Archivio di Stato di Roma - Sala Alessandrina

22 settembre 2019 - Giornate Europee del Patrimonio

Seta, fettucce e merletti

Seta, fettucce e merlettiLa mostra, allestita in occasione delle Giornate Europee del Patrimonio e della Domenica di Carta 2019, si propone di far scoprire al pubblico il mondo delle manifatture tessili nello Stato pontificio fra la fine del sec. XVI e il secolo XIX (tra cui quelle di assoluta eccellenza di San Michele a Ripa) attraverso un percorso composto da documenti di varia natura: più di venti disegni, cinque editti a stampa, sette statuti di corporazioni di mestiere (lanaioli, setaioli etc.), tra cui uno statuto manoscritto risalente al 1595. La parte sicuramente più originale e importante è però costituita da elementi apparentemente “estranei” alle carte d’archivio: nove campioni di filati e stoffe lavorate, oggetti vivi nascosti fra le carte che consentono di osservare direttamente i tessuti, giunti fortunatamente fino a noi come all’interno di una “capsula del tempo”.

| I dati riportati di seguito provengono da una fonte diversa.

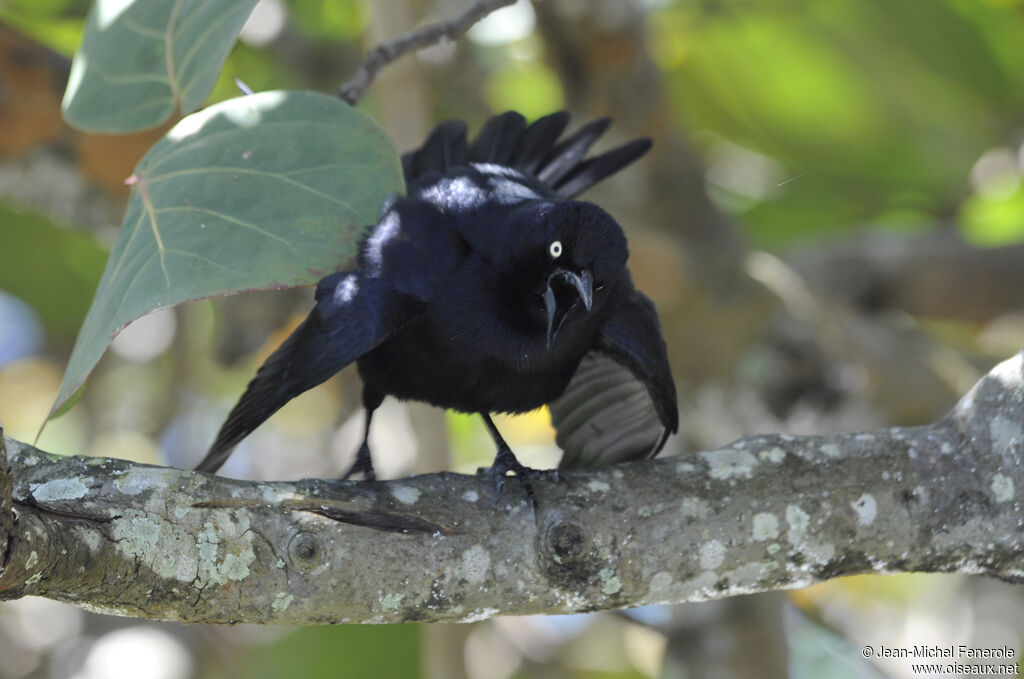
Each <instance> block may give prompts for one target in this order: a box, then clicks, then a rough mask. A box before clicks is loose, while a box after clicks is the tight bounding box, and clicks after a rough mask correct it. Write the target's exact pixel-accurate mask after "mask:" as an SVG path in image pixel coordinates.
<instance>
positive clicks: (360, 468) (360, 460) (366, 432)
mask: <svg viewBox="0 0 1024 679" xmlns="http://www.w3.org/2000/svg"><path fill="white" fill-rule="evenodd" d="M383 400H384V394H382V393H380V392H379V391H377V390H375V389H372V388H370V387H369V386H366V385H364V387H362V406H364V407H365V408H366V409H367V419H366V424H365V425H364V428H362V444H361V445H359V450H358V451H357V452H356V454H355V462H353V463H352V466H351V467H349V468H348V471H346V472H345V473H344V474H342V476H341V480H346V479H348V478H350V477H352V476H354V475H355V474H362V478H365V479H366V480H368V481H372V480H375V479H376V478H377V473H376V472H375V471H374V460H373V457H372V456H371V455H370V421H371V420H372V419H373V417H374V411H375V410H377V409H378V408H380V405H381V402H382V401H383Z"/></svg>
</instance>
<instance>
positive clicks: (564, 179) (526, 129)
mask: <svg viewBox="0 0 1024 679" xmlns="http://www.w3.org/2000/svg"><path fill="white" fill-rule="evenodd" d="M568 123H569V115H568V113H566V112H564V111H560V112H558V113H554V114H551V115H550V116H545V117H544V118H539V119H538V120H536V121H534V122H532V123H530V124H529V125H526V121H525V119H524V118H523V117H522V116H521V115H519V114H517V113H515V112H514V111H509V112H506V113H504V114H501V115H500V116H495V117H494V118H492V119H490V120H488V121H487V122H486V123H484V125H483V128H482V129H481V130H480V132H479V133H478V134H477V135H476V138H474V139H473V141H472V143H470V142H468V141H467V138H466V124H465V123H463V122H461V121H449V122H446V123H441V124H440V125H438V126H437V127H436V128H435V129H434V131H433V132H432V133H431V134H430V136H429V137H428V138H427V140H426V141H425V142H424V143H423V145H422V146H420V147H419V148H417V150H415V151H412V152H410V153H408V154H406V155H404V156H402V159H401V164H402V170H403V171H404V174H406V184H407V186H410V187H411V186H412V185H413V184H416V183H418V182H422V181H424V180H426V181H429V180H430V178H431V177H433V176H436V175H437V174H444V173H446V172H449V171H450V170H452V169H454V168H459V167H468V166H470V165H471V164H481V163H484V164H490V165H500V166H504V167H508V168H512V169H514V170H517V171H518V172H520V173H522V174H523V175H526V176H527V177H531V178H534V179H536V180H538V181H540V182H541V183H542V184H544V185H545V186H546V187H548V188H549V189H550V190H551V192H552V193H554V194H555V195H556V196H559V197H561V198H573V197H574V196H578V195H580V194H582V193H583V192H585V190H587V189H588V188H590V187H591V186H593V185H594V184H596V183H598V182H599V181H601V180H602V179H604V178H605V177H607V176H608V175H610V174H614V173H615V172H617V171H618V170H621V169H623V168H624V167H626V166H628V165H630V164H631V163H633V161H635V160H637V159H638V158H640V157H641V156H643V155H644V154H645V153H647V151H648V150H649V148H650V143H651V142H650V139H633V140H632V141H628V142H626V143H624V144H622V145H621V146H616V147H615V148H612V150H611V151H608V152H605V153H603V154H601V155H599V156H594V157H593V158H590V159H586V158H585V157H586V155H587V152H588V151H589V150H590V147H591V146H592V145H593V144H594V142H595V141H597V140H598V139H599V138H600V137H601V135H602V134H604V131H605V130H606V129H607V128H608V126H609V125H610V124H611V119H609V118H601V119H598V120H595V121H592V122H590V123H588V124H587V125H584V126H583V127H582V128H580V129H579V130H577V131H575V132H573V133H572V134H570V135H568V136H566V137H565V138H564V139H562V140H559V137H561V135H562V132H564V131H565V128H566V127H567V126H568Z"/></svg>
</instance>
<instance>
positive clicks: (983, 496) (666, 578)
mask: <svg viewBox="0 0 1024 679" xmlns="http://www.w3.org/2000/svg"><path fill="white" fill-rule="evenodd" d="M3 442H4V443H5V448H6V455H7V457H8V462H7V464H8V465H9V467H10V474H9V475H7V474H3V473H0V548H2V547H3V546H4V542H5V538H6V541H7V542H8V544H7V545H6V548H5V549H4V550H3V552H2V554H3V560H2V562H0V600H2V599H13V598H17V597H20V596H25V595H37V596H44V597H48V598H51V599H57V600H60V601H67V602H69V603H73V604H75V605H78V606H81V607H83V608H87V609H89V610H95V611H100V612H106V613H114V614H121V616H132V617H138V618H147V619H155V620H173V621H180V622H184V623H231V622H248V623H282V624H284V623H288V624H321V623H396V622H409V621H462V622H469V621H477V620H482V619H485V618H488V617H490V616H495V614H499V613H515V614H522V613H545V612H546V613H565V612H573V611H587V610H599V609H607V608H621V607H627V606H637V605H643V604H651V603H667V602H682V601H695V600H701V599H710V598H721V597H727V596H734V595H738V594H746V593H752V592H763V591H769V590H780V589H788V588H797V587H804V586H807V585H811V584H813V583H817V582H821V581H825V580H828V579H831V578H836V577H839V576H849V575H854V574H864V572H877V574H885V572H905V571H924V572H962V574H977V575H986V576H991V577H995V578H999V579H1004V580H1008V581H1013V582H1022V581H1024V514H1022V510H1021V489H1024V464H1022V462H1024V461H1022V456H1024V358H1022V354H1018V355H1016V356H1015V357H1013V358H1011V359H1009V360H1007V362H1005V363H1002V364H1000V365H999V366H997V367H996V368H995V369H993V370H992V372H991V373H989V374H988V375H987V376H986V377H984V378H983V379H982V380H981V381H980V382H979V383H978V384H977V385H976V386H975V387H974V388H973V389H972V390H971V391H970V392H969V393H968V394H967V395H966V396H965V397H964V398H963V399H962V400H961V402H959V404H958V405H957V406H956V407H955V408H954V409H953V410H952V412H950V413H949V414H948V415H947V416H946V417H945V418H943V419H942V420H941V421H939V422H937V423H935V424H933V425H929V426H924V427H915V428H896V429H884V430H878V431H871V432H866V433H856V434H840V435H835V436H814V437H812V436H792V435H762V436H752V437H748V438H744V439H741V440H738V441H736V442H734V443H732V444H730V445H727V447H725V448H722V449H719V450H716V451H708V452H702V453H695V454H687V455H680V456H676V457H670V458H665V459H659V460H653V461H648V462H640V463H631V464H624V465H616V466H610V467H604V468H601V469H597V470H594V471H587V472H574V473H572V474H571V475H570V476H569V478H568V481H562V482H559V481H555V480H551V481H546V480H542V479H538V480H536V481H534V486H535V489H536V490H537V493H538V499H539V503H540V508H539V511H538V512H537V513H536V514H535V512H534V511H532V510H531V508H530V505H529V503H528V502H526V500H525V498H524V497H523V494H522V491H521V487H519V484H517V483H515V482H514V480H510V481H509V482H508V483H506V490H505V493H504V495H503V496H502V497H501V499H500V500H496V496H495V489H494V483H493V482H492V479H489V478H488V477H486V476H480V475H478V476H468V475H462V474H453V473H440V474H427V475H422V476H415V477H411V478H402V479H397V480H391V481H375V482H358V481H345V482H340V481H323V480H302V481H294V482H261V481H239V480H231V479H227V478H221V477H217V476H212V475H209V474H202V473H197V472H191V471H181V470H177V469H169V468H162V467H153V466H145V465H138V464H134V463H130V462H126V461H123V460H114V459H105V458H81V457H58V456H54V455H50V454H47V453H43V452H41V451H38V450H36V449H34V448H32V447H31V445H28V444H26V443H22V442H19V441H16V440H13V439H10V438H4V439H3ZM2 458H3V456H2V455H0V471H2V470H3V469H4V465H3V463H2ZM8 483H10V485H8ZM6 487H11V493H10V495H7V494H5V493H4V489H6ZM12 519H13V520H12ZM7 533H9V536H7V535H6V534H7Z"/></svg>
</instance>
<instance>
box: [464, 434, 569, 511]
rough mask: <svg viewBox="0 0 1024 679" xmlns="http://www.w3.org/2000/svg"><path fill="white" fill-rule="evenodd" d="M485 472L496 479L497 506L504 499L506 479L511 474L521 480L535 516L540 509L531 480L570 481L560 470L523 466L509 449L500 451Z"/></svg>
mask: <svg viewBox="0 0 1024 679" xmlns="http://www.w3.org/2000/svg"><path fill="white" fill-rule="evenodd" d="M483 471H485V472H486V473H488V474H490V475H492V476H493V477H494V479H495V491H496V493H495V504H498V503H499V502H500V501H501V499H502V492H503V491H504V490H505V478H506V477H507V476H508V475H509V473H510V472H511V473H512V474H515V477H516V478H517V479H519V483H521V484H522V490H523V492H524V493H525V494H526V499H527V500H529V504H530V506H531V507H532V508H534V514H535V515H536V514H537V513H538V511H539V509H540V507H539V505H538V504H537V493H536V492H535V491H534V484H532V483H530V479H535V478H541V479H549V480H555V481H567V480H568V478H567V477H566V476H565V474H563V473H562V472H561V471H559V470H558V469H534V468H531V467H525V466H523V465H522V464H521V463H520V462H519V461H518V460H517V459H516V457H515V455H514V454H513V453H512V451H511V450H510V449H507V448H505V449H501V450H499V451H498V455H497V456H495V461H494V463H493V464H492V465H490V467H489V468H488V469H486V470H483Z"/></svg>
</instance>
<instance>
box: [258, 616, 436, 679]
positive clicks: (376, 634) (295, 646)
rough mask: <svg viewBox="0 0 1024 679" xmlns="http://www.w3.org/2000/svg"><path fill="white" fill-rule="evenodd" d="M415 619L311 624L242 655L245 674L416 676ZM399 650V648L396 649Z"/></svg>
mask: <svg viewBox="0 0 1024 679" xmlns="http://www.w3.org/2000/svg"><path fill="white" fill-rule="evenodd" d="M420 643H421V642H420V626H419V625H381V626H372V625H368V626H360V625H349V626H343V627H310V628H303V629H297V630H295V631H294V632H292V633H291V634H288V635H287V636H285V637H284V638H283V639H280V640H278V641H275V642H274V643H272V644H269V645H266V646H262V647H259V648H257V649H255V652H253V653H252V654H250V656H249V657H248V659H246V660H244V661H242V662H243V663H244V664H245V671H244V672H243V673H242V674H241V675H240V676H245V677H247V678H250V679H276V678H279V677H303V678H304V679H365V678H366V677H374V678H375V679H417V678H418V677H420V676H422V673H421V667H422V659H421V656H420ZM395 651H398V652H395Z"/></svg>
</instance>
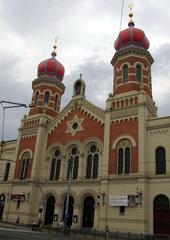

Si tratta di frammenti di tela, seta, lana, non lavorati o colorati e stampati a motivi ornamentali che mostrano la varietà della produzione tessile nello Stato della Chiesa: dalla tela grezza degli indumenti dei carcerati di Civitavecchia ai merletti che guarnivano i vestimenti papali. Anche i disegni esposti sono assolutamente eccezionali: si va da splendide illustrazioni di telai e impianti di lavorazione alla rappresentazione dei meccanismi di filatura e tessitura, a una notevole selezione di “figurini” che mostrano l’abbigliamento del pontefice e di alti funzionari della corte papale, contrapposto a quello più umile di artigiani e lavoranti di estrazione popolare i cui abiti erano confezionati in Grecia, nella zona di Zagoria in Epiro, e importati attraverso gli scali di Ancona e Civitavecchia.